Récupération et préparation des feuilles pour le compost et le paillage
Pour maximiser l'efficacité de la valorisation des feuilles de chêne, quelques bonnes pratiques de récupération et de préparation sont à suivre.
Les bonnes conditions de collecte
Ramassez les feuilles lors d'une journée où il a plu afin qu'elles soient bien humides. La bonne astuce : disposez une bâche sur le sol et amenez toutes les feuilles en tas à l'aide d'un balai à gazon ou d'un râteau.

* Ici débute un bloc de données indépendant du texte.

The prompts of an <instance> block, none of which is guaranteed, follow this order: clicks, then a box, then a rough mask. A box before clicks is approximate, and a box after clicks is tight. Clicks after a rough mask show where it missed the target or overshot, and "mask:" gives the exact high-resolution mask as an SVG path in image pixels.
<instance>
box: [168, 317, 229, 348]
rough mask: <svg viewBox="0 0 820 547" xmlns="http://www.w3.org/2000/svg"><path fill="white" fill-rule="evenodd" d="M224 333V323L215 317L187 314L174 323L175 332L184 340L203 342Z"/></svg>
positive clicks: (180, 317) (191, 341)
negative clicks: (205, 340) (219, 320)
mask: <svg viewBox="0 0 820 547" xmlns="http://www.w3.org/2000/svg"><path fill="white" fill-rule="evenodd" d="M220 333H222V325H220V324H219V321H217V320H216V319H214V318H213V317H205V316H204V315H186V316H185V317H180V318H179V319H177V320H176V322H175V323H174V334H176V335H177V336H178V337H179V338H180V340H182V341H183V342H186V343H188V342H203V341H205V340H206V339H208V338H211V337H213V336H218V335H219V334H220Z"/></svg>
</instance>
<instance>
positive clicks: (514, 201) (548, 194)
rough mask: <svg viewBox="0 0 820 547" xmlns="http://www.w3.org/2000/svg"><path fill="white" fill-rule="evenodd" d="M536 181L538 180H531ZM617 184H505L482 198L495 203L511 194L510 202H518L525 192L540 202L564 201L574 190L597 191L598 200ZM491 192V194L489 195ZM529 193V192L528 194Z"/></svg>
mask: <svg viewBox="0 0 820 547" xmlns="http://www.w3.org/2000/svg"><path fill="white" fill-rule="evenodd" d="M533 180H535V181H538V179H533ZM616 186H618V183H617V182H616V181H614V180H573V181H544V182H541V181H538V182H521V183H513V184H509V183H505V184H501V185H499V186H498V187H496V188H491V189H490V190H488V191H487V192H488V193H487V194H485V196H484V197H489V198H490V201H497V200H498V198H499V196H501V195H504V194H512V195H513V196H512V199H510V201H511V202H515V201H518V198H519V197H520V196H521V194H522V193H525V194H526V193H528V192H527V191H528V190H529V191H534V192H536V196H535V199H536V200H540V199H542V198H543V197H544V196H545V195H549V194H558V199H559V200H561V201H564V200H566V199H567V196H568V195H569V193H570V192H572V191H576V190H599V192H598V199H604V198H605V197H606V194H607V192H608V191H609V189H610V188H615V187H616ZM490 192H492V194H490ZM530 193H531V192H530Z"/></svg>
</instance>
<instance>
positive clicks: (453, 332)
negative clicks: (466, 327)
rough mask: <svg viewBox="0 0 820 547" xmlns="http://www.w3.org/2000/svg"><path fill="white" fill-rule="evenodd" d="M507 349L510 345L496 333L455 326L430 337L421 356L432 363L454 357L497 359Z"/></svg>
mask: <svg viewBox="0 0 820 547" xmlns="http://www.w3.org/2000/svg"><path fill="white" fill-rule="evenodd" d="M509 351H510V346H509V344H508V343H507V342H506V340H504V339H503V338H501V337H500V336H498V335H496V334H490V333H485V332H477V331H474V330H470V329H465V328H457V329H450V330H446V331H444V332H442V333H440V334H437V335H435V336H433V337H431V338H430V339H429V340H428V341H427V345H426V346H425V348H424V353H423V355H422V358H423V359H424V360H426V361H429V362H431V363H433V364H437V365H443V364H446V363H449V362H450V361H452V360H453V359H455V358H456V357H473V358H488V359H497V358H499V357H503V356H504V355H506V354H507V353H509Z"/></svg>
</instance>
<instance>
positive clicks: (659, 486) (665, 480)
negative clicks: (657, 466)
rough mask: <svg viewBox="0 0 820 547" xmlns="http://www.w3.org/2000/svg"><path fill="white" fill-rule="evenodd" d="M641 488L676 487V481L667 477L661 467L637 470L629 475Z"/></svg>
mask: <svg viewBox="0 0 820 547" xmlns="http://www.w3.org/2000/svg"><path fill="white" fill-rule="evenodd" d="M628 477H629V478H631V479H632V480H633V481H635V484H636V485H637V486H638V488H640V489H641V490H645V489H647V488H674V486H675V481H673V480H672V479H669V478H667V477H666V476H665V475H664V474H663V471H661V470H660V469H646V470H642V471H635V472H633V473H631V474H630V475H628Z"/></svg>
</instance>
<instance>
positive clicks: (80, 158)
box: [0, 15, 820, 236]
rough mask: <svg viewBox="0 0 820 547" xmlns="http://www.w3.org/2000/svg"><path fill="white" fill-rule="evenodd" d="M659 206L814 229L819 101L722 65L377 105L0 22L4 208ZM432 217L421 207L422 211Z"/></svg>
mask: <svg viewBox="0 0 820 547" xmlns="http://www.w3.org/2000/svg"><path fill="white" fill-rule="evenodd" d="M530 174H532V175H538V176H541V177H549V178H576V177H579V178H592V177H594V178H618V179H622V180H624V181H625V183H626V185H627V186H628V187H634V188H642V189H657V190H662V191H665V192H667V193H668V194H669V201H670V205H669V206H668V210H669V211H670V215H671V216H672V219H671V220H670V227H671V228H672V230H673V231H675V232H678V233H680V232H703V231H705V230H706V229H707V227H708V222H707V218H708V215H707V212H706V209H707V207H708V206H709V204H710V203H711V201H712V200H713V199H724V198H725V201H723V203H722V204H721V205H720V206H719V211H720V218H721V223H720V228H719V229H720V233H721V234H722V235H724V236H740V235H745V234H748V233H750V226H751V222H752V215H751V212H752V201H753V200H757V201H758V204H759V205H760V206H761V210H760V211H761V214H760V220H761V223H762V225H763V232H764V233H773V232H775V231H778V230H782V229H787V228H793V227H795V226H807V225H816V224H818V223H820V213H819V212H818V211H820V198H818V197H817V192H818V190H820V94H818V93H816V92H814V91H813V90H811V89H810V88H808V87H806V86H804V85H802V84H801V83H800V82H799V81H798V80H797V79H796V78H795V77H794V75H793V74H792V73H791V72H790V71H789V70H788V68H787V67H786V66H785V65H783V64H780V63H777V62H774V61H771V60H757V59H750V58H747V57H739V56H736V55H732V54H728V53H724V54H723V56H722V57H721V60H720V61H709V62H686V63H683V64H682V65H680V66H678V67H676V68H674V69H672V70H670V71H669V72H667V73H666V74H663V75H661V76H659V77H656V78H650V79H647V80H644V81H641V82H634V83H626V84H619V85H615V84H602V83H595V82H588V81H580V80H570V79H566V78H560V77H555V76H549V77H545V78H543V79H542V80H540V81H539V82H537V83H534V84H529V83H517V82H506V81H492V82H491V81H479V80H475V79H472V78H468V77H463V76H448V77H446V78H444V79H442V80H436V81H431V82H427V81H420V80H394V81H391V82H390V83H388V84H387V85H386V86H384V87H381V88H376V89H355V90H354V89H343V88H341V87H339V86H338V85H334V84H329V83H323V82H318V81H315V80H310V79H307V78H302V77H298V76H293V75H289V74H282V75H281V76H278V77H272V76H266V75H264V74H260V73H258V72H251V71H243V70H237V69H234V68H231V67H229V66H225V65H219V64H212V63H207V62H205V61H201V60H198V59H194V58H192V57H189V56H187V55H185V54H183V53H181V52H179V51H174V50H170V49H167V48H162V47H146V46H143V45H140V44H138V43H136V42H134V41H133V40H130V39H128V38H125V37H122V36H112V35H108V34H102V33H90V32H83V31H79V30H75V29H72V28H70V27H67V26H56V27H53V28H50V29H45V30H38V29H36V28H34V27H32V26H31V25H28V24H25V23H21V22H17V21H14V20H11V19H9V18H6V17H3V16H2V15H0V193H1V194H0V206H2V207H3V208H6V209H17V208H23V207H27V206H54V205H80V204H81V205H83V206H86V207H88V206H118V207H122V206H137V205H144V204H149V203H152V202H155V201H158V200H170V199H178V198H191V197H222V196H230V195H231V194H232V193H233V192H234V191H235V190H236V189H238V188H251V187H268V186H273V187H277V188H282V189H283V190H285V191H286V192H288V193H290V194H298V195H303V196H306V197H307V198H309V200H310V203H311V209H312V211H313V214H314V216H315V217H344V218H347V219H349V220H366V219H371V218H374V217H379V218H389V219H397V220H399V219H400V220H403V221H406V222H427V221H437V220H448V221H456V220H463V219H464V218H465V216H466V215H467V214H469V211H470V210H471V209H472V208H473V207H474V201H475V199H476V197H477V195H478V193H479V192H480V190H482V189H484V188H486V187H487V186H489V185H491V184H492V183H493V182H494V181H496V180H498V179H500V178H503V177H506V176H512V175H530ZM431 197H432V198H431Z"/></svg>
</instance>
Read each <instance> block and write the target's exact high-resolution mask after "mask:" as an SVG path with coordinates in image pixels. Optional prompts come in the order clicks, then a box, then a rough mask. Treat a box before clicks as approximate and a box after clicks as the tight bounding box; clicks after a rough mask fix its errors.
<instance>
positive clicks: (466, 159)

Il ne vous restera plus qu'à assembler les 4 coins de la bâche pour porter facilement vos feuilles mortes.
L'importance du broyage
Passez le râteau dans le tas de feuilles pour les décompacter. Si le tas est sur le gazon, profitez-en pour passer la tondeuse sur les feuilles. Non seulement cela les broiera, mais en plus des herbes tondues vont s'y mêler. Très riches en azote, elles vont favoriser l'activation de la fermentation.
Que ce soit avec la tondeuse ou avec le broyeur de végétaux, ce geste a plusieurs avantages : cela réduit le volume de déchets, en l'occurrence de feuilles, et cela rend la décomposition plus rapide, notamment des feuilles les plus épaisses (chalef, photinia, laurier-cerise mais aussi de hêtre, de frêne, d'érable, de châtaignier…) ou des aiguilles de résineux, également coriaces.